La casa como fuente de inspiración
Un elemento definitorio en el desarrollo artístico de Onur es su profunda conexión con su hogar familiar en Kuzguncion, donde vivió con su hermana İlhan Onur hasta su fallecimiento en 2022. La casa misma —repleta de muebles y recuerdos que abarcan generaciones— se convirtió en un archivo vivo, un repositorio de historia personal y memoria colectiva. Situada frente al Bósforo, las aguas siempre cambiantes sirvieron como una fuente constante de inspiración, influyendo en su exploración de la fluidez, la fragmentación y la naturaleza efímera de la experiencia. Esta íntima conexión con el lugar es palpable en su obra, que a menudo evoca una sensación de nostalgia, contemplación y la belleza sutil de la vida cotidiana. La casa no era simplemente un tema; era un participante activo en su proceso creativo, proporcionando materiales, texturas y narrativas que daban forma a sus instalaciones.
Temas de espacio, tiempo y comentario social
La práctica artística de Onur se caracteriza por una profunda sensibilidad hacia la interacción entre el espacio y el tiempo. Sus instalaciones no son objetos estáticos, sino entornos dinámicos que invitan al espectador a interactuar con su entorno de nuevas maneras. A menudo emplea la repetición, la superposición y la fragmentación para crear una sensación de extensión rítmica: un eco visual que resuena más allá de los confines de la propia obra. Más allá de las preocupaciones formales, la obra de Onur también entabla un diálogo sutil con cuestiones sociales y políticas. Su respuesta al auge de la pintura en la década de 1980, por ejemplo, dio lugar a obras que se expandieron hacia el espacio, desafiando las nociones convencionales de la representación artística.

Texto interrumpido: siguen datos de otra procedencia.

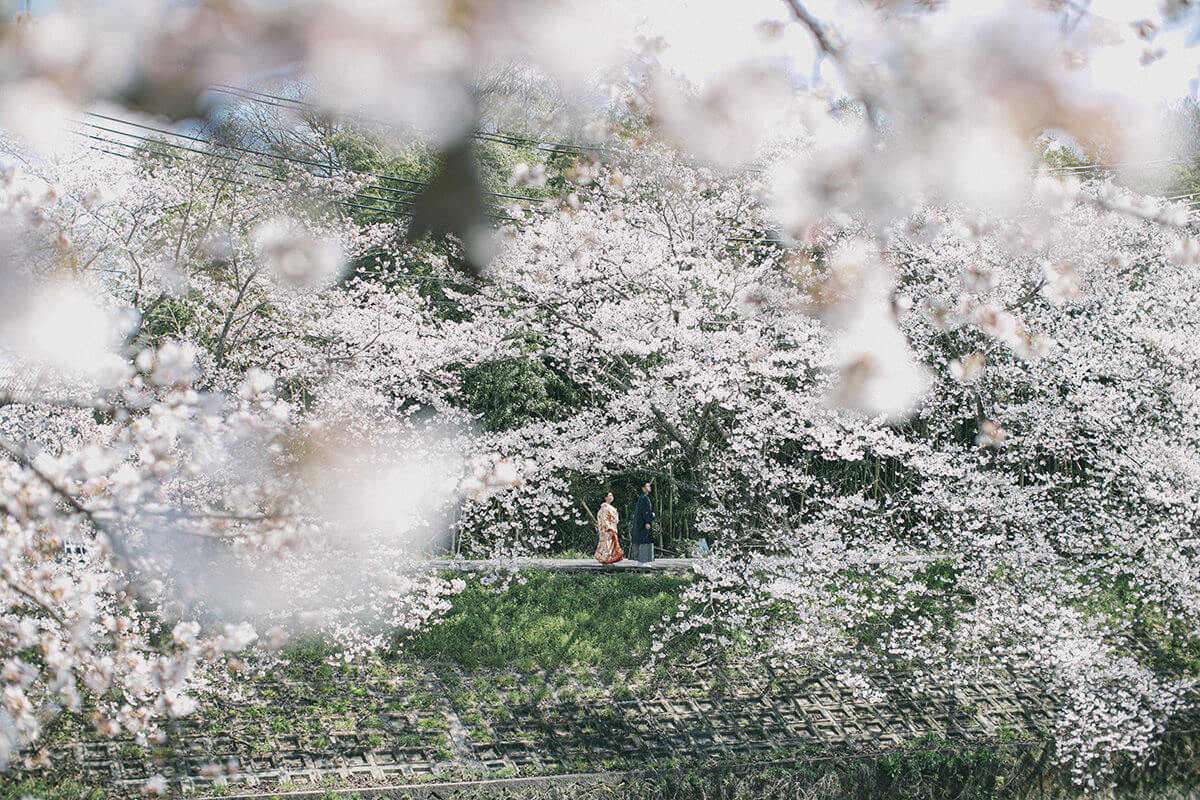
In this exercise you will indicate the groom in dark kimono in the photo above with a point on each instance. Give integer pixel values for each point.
(642, 539)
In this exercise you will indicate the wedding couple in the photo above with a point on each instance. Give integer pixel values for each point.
(609, 549)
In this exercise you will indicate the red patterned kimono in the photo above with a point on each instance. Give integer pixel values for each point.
(607, 551)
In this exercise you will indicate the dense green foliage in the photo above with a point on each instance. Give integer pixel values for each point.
(553, 620)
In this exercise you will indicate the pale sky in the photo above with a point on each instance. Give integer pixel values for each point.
(708, 37)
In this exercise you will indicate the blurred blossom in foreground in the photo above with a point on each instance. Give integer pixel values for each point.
(877, 373)
(298, 258)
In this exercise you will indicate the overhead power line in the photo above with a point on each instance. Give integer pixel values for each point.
(281, 101)
(393, 205)
(306, 162)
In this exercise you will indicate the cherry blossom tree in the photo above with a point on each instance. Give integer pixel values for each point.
(849, 318)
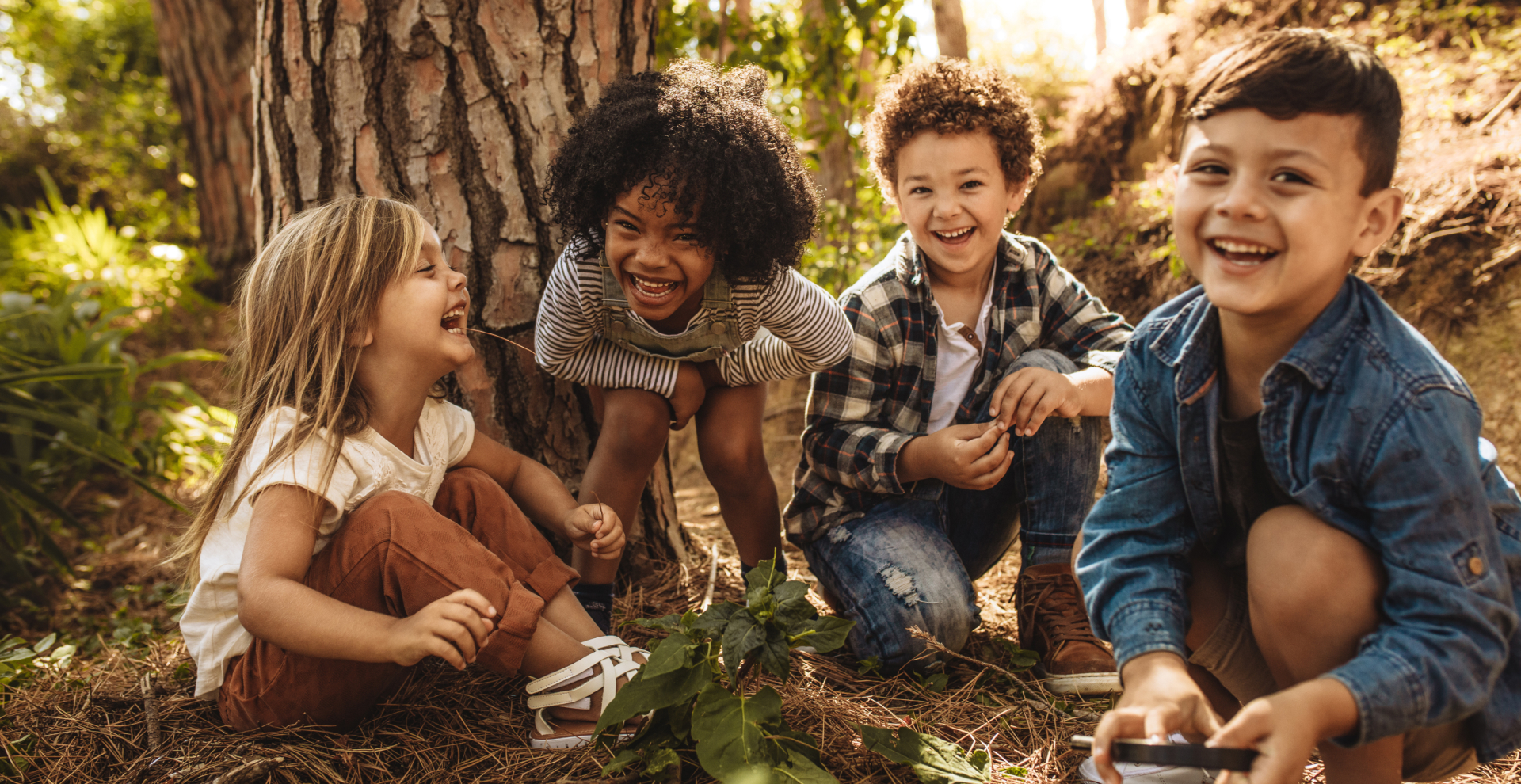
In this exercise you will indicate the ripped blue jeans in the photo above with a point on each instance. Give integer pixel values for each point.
(912, 560)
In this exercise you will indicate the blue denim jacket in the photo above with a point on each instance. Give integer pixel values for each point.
(1367, 426)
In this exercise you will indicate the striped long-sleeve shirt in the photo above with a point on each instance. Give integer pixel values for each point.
(864, 409)
(805, 330)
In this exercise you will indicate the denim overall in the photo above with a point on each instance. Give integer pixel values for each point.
(702, 342)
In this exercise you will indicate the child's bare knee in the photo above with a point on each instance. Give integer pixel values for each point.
(636, 420)
(1299, 564)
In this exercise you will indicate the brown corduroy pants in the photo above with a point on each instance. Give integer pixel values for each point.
(396, 555)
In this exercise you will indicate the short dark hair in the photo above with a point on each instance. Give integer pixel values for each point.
(1299, 70)
(952, 96)
(715, 154)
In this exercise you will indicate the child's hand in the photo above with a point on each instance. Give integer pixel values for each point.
(452, 628)
(691, 391)
(595, 527)
(1026, 397)
(1160, 699)
(1286, 727)
(970, 456)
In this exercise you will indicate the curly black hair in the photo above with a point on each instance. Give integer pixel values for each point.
(711, 148)
(952, 96)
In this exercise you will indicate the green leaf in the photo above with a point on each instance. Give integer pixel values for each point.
(742, 635)
(14, 755)
(793, 607)
(642, 695)
(802, 771)
(762, 580)
(776, 653)
(730, 740)
(661, 760)
(828, 633)
(932, 760)
(715, 618)
(671, 653)
(195, 354)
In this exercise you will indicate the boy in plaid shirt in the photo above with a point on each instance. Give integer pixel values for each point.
(968, 409)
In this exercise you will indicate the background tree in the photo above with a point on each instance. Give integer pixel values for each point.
(950, 29)
(456, 105)
(206, 54)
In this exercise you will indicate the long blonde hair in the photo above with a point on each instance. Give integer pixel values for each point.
(315, 284)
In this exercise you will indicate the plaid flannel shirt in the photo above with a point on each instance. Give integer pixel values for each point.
(867, 406)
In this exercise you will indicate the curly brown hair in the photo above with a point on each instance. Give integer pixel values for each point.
(711, 148)
(952, 96)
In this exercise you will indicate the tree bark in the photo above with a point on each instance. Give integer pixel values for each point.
(456, 107)
(950, 29)
(206, 52)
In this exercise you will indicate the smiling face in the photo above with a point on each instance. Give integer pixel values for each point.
(420, 319)
(1269, 213)
(656, 257)
(954, 196)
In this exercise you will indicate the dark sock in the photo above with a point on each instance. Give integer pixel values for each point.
(1035, 555)
(597, 599)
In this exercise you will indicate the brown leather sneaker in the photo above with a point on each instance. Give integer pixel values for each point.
(1054, 625)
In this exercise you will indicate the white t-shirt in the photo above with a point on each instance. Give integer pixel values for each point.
(367, 466)
(955, 362)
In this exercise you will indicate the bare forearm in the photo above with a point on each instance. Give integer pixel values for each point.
(306, 622)
(1096, 388)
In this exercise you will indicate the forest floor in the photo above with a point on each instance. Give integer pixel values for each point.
(89, 722)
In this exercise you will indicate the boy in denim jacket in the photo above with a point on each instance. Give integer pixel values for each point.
(1304, 541)
(968, 408)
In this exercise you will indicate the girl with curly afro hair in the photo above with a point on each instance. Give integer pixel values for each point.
(686, 207)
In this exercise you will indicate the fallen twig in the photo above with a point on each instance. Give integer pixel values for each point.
(151, 711)
(934, 645)
(712, 578)
(248, 772)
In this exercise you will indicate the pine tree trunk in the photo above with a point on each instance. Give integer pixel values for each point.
(950, 29)
(456, 107)
(206, 52)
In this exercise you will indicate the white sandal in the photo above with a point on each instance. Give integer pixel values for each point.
(610, 664)
(626, 651)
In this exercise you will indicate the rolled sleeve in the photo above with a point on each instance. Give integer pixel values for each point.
(1134, 564)
(1448, 605)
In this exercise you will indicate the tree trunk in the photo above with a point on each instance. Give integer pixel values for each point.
(456, 107)
(1100, 29)
(206, 54)
(950, 29)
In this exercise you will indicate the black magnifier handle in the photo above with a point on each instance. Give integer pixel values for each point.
(1179, 754)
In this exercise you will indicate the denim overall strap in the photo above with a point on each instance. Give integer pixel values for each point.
(706, 342)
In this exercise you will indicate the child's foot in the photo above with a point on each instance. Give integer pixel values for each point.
(597, 599)
(1054, 625)
(574, 698)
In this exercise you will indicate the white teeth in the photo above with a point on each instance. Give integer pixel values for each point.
(1245, 248)
(656, 287)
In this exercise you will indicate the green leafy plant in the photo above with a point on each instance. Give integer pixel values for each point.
(932, 760)
(58, 248)
(72, 403)
(694, 687)
(20, 661)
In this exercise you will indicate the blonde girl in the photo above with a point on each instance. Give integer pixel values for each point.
(361, 523)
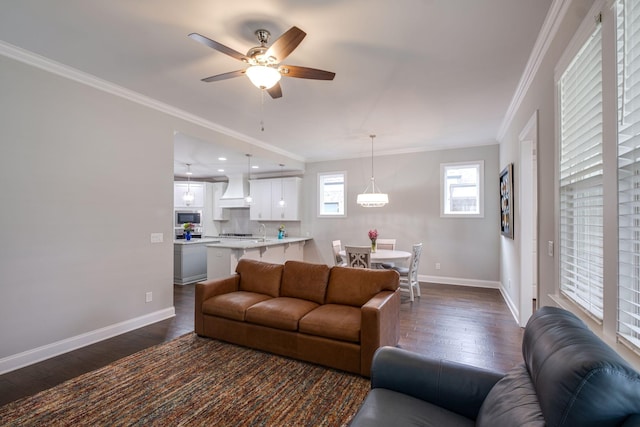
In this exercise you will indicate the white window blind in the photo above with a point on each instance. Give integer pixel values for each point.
(628, 64)
(581, 202)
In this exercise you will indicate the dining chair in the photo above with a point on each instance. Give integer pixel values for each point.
(358, 256)
(386, 244)
(409, 275)
(337, 259)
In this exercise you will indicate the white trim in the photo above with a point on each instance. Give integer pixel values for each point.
(44, 352)
(62, 70)
(549, 29)
(513, 307)
(459, 281)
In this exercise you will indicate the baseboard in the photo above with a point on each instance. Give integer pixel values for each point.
(459, 281)
(513, 307)
(29, 357)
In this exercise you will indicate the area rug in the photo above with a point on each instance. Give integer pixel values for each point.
(194, 381)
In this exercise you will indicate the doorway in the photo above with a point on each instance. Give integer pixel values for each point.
(528, 219)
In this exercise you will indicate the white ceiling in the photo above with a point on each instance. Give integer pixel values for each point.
(421, 74)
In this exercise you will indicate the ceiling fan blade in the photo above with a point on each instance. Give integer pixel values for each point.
(305, 72)
(286, 43)
(275, 91)
(224, 76)
(219, 47)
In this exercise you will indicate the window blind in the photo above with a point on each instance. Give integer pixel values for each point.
(581, 168)
(628, 67)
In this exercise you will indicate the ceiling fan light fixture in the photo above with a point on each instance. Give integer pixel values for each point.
(263, 77)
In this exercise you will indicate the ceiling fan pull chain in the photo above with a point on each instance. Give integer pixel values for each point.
(262, 109)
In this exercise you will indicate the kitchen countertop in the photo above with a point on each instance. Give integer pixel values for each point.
(248, 243)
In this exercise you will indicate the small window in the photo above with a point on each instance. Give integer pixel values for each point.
(462, 189)
(332, 194)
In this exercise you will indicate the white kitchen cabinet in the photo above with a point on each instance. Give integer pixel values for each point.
(267, 193)
(219, 213)
(260, 209)
(180, 187)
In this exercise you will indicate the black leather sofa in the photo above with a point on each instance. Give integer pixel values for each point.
(569, 378)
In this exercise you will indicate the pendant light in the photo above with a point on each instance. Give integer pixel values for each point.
(372, 199)
(281, 203)
(188, 197)
(249, 199)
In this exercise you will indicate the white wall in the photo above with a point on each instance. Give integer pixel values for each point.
(540, 96)
(85, 177)
(467, 249)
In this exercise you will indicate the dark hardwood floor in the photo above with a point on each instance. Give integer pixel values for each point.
(464, 324)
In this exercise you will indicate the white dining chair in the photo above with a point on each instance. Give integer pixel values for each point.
(409, 275)
(389, 244)
(336, 246)
(358, 256)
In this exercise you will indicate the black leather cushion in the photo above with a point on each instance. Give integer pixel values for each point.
(511, 402)
(579, 380)
(386, 408)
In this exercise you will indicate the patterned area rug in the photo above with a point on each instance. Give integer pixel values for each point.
(196, 381)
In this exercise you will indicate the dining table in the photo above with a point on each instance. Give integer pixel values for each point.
(381, 256)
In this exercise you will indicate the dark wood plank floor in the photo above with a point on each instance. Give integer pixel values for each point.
(469, 325)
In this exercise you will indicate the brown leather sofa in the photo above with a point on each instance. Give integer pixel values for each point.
(334, 316)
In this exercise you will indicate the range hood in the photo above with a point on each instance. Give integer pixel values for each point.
(237, 190)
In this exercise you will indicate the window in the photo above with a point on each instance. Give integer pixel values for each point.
(462, 189)
(332, 194)
(580, 174)
(628, 70)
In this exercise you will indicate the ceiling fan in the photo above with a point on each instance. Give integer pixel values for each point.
(265, 68)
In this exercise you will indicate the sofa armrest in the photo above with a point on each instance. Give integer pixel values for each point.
(379, 326)
(454, 386)
(208, 289)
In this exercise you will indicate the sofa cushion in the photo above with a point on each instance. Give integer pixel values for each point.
(341, 322)
(356, 286)
(232, 305)
(385, 408)
(305, 280)
(281, 313)
(511, 402)
(579, 380)
(259, 277)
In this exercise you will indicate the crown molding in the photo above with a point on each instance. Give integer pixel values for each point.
(43, 63)
(547, 33)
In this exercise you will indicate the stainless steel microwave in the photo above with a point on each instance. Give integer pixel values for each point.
(184, 216)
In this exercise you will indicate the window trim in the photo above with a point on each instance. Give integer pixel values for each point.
(320, 200)
(479, 164)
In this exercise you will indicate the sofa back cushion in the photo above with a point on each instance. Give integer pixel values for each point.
(305, 280)
(259, 277)
(356, 286)
(511, 402)
(579, 380)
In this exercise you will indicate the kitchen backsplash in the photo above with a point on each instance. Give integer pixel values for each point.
(240, 222)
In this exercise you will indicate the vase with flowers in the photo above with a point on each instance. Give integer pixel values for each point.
(373, 236)
(188, 229)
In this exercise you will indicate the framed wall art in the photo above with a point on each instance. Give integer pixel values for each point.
(506, 201)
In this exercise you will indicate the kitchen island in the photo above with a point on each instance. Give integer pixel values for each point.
(190, 260)
(223, 256)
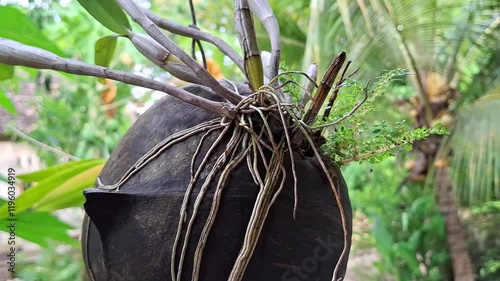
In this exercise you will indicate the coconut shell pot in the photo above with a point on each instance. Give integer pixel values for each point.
(129, 234)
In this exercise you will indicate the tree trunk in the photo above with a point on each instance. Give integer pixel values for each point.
(461, 261)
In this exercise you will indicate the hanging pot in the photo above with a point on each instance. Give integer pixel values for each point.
(129, 234)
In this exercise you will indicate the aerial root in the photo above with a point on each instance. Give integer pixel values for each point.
(248, 138)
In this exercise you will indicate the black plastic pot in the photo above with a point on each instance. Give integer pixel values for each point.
(130, 232)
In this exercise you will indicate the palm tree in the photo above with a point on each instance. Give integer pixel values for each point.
(445, 44)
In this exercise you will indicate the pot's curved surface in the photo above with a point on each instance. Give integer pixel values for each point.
(131, 232)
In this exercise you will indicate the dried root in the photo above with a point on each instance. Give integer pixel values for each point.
(247, 138)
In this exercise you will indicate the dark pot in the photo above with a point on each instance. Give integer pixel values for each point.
(130, 233)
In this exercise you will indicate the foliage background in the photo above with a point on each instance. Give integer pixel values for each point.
(449, 43)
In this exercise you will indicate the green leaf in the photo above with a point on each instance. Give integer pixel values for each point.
(104, 51)
(34, 194)
(42, 174)
(109, 14)
(17, 26)
(381, 234)
(6, 71)
(6, 103)
(39, 227)
(69, 194)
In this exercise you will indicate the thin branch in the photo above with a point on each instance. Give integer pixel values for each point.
(265, 14)
(243, 24)
(324, 88)
(199, 35)
(369, 154)
(195, 41)
(15, 53)
(336, 89)
(160, 56)
(348, 114)
(139, 16)
(41, 144)
(312, 73)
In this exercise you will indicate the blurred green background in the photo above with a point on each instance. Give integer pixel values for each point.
(451, 47)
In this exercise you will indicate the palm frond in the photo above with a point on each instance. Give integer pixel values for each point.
(474, 152)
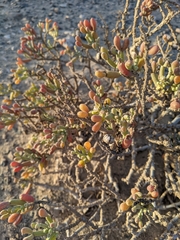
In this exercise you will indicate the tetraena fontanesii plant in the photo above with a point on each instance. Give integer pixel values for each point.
(92, 103)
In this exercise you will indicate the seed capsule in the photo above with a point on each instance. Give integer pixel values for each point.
(108, 139)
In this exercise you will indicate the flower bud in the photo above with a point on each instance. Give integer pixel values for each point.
(117, 43)
(153, 50)
(93, 24)
(26, 230)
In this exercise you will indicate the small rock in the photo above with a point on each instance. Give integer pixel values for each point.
(56, 10)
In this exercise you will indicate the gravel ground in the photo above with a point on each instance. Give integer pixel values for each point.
(13, 15)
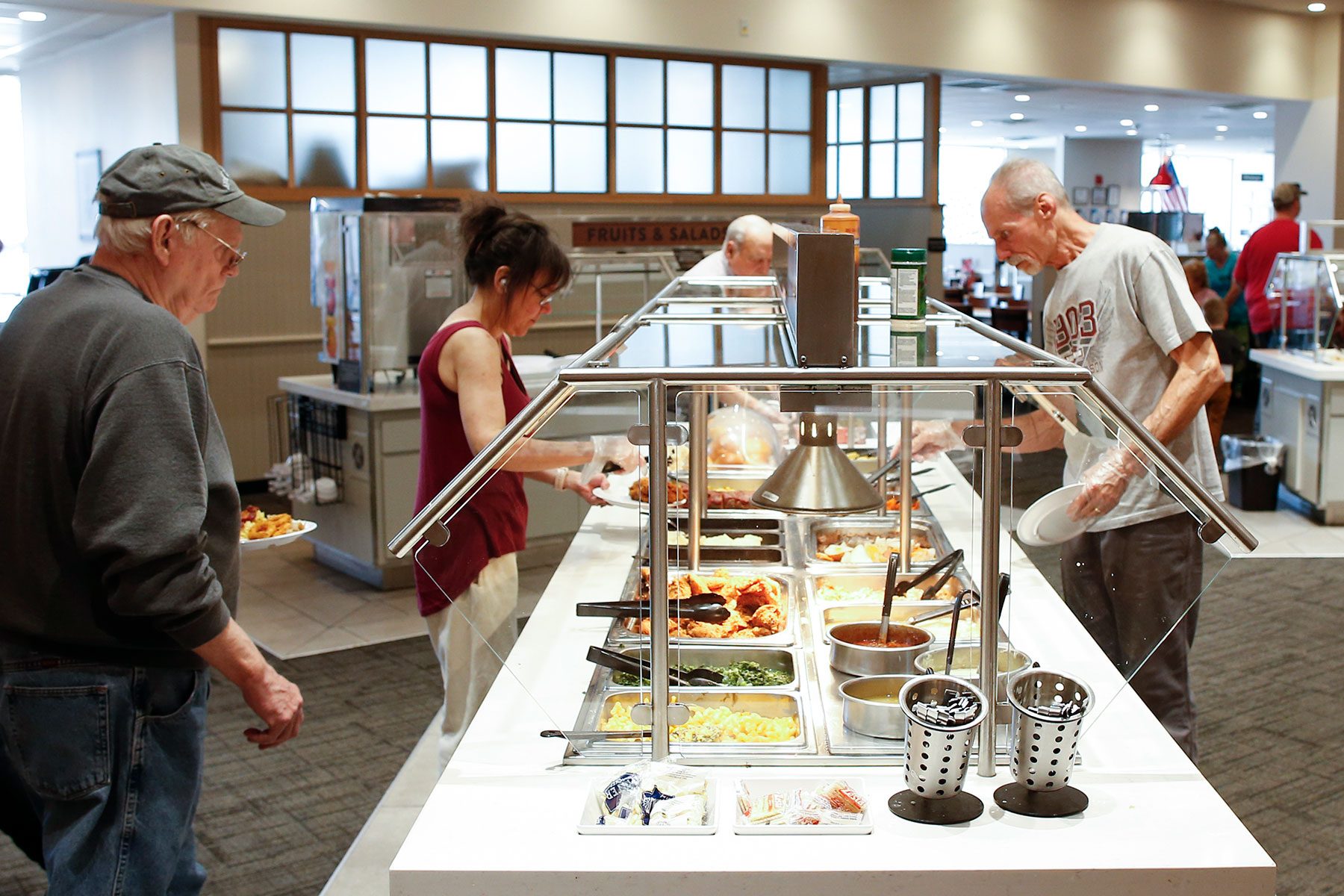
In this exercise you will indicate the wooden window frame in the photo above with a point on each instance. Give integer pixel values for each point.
(213, 111)
(930, 139)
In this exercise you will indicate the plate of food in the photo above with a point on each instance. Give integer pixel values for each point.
(632, 491)
(261, 529)
(1048, 520)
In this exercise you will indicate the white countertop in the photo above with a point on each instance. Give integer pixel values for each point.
(502, 818)
(1298, 364)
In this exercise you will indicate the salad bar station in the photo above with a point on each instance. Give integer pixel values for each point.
(843, 656)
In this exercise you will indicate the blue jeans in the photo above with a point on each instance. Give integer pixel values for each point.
(108, 763)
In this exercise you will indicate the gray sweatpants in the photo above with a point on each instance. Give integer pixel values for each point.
(1130, 588)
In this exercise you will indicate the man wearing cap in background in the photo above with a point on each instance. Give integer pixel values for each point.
(120, 548)
(1278, 235)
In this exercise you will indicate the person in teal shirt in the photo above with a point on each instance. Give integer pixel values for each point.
(1219, 262)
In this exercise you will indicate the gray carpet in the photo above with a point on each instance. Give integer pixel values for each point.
(277, 822)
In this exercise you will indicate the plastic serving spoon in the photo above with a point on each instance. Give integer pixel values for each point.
(641, 668)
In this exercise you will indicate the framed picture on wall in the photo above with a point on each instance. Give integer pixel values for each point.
(87, 168)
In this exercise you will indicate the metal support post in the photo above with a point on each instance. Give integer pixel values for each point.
(989, 470)
(882, 447)
(659, 564)
(698, 482)
(906, 497)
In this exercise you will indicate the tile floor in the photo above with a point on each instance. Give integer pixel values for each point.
(296, 606)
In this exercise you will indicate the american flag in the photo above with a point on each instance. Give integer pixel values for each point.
(1174, 195)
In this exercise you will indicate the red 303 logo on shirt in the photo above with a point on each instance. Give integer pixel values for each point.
(1074, 331)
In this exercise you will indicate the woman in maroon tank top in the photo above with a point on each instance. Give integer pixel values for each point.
(470, 390)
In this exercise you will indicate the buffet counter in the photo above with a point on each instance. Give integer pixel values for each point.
(503, 817)
(379, 460)
(1303, 406)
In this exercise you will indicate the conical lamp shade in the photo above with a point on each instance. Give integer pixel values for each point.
(818, 477)
(1163, 179)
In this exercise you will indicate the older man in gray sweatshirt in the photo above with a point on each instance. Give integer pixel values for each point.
(120, 539)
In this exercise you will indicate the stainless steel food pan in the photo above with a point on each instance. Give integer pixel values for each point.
(779, 659)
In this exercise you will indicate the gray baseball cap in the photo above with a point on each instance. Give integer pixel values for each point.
(166, 179)
(1287, 193)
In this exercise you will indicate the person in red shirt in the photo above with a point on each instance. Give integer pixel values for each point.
(467, 590)
(1253, 267)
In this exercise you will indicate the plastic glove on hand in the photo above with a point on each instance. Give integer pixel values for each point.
(618, 450)
(1104, 484)
(584, 488)
(930, 438)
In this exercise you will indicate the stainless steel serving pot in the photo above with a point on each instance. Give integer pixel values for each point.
(873, 707)
(858, 660)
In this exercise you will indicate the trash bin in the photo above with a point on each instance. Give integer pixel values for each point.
(1254, 465)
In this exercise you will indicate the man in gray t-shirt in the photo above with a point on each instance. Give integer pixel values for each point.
(1122, 309)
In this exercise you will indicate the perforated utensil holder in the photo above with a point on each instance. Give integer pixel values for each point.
(1045, 746)
(937, 755)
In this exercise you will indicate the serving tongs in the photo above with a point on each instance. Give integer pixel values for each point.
(700, 608)
(643, 669)
(890, 465)
(947, 566)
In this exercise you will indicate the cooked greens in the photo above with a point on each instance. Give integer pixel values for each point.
(742, 673)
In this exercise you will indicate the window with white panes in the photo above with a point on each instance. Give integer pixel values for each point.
(875, 141)
(356, 112)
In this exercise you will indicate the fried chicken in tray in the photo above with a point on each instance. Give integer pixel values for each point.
(756, 601)
(715, 499)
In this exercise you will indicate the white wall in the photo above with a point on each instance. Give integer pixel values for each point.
(1117, 161)
(1169, 45)
(111, 94)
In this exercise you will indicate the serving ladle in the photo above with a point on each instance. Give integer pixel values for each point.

Del mismo modo, sus instalaciones suelen reflexionar sobre la situación geopolítica de Turquía y las complejidades de la vida moderna, aunque siempre a través de un prisma de ambigüedad lúdica en lugar de un didacticismo evidente. Ella describe su trabajo como “extensiones rítmicas de las formas”, sugiriendo un proceso de continuo despliegue y reinterpretación.
Reconocimiento y legado
Las contribuciones de Füsun Onur al arte contemporáneo turco han sido reconocidas de manera creciente en las últimas décadas. Aunque ha exhibido constantemente tanto a nivel nacional como internacional, fue la retrospectiva integral en Arter, Estambul, en 2014, la que acercó su obra a un público más amplio. Más recientemente, una importante exposición en el Museum Ludwig de Colonia (2023-2024) consolidó aún más su posición como figura líder en el arte conceptual. Sus obras se encuentran ahora en destacadas colecciones museísticas de todo el mundo, incluyendo Arter (Estambul), Tate Modern (Londres), Van Abbemuseum (Eindhoven) y el Centre National des Arts Plastiques (París). El legado de Onur reside no solo en su uso innovador de materiales y técnicas, sino también en su capacidad para crear entornos evocadores que desafían al espectador a cuestionar sus percepciones y a comprometerse con el mundo que lo rodea. Es considerada una pionera en la expansión de la disciplina del arte de la instalación, enriqueciéndola con nuevos debates sobre la forma, el espacio, la memoria y el poder de los objetos cotidianos.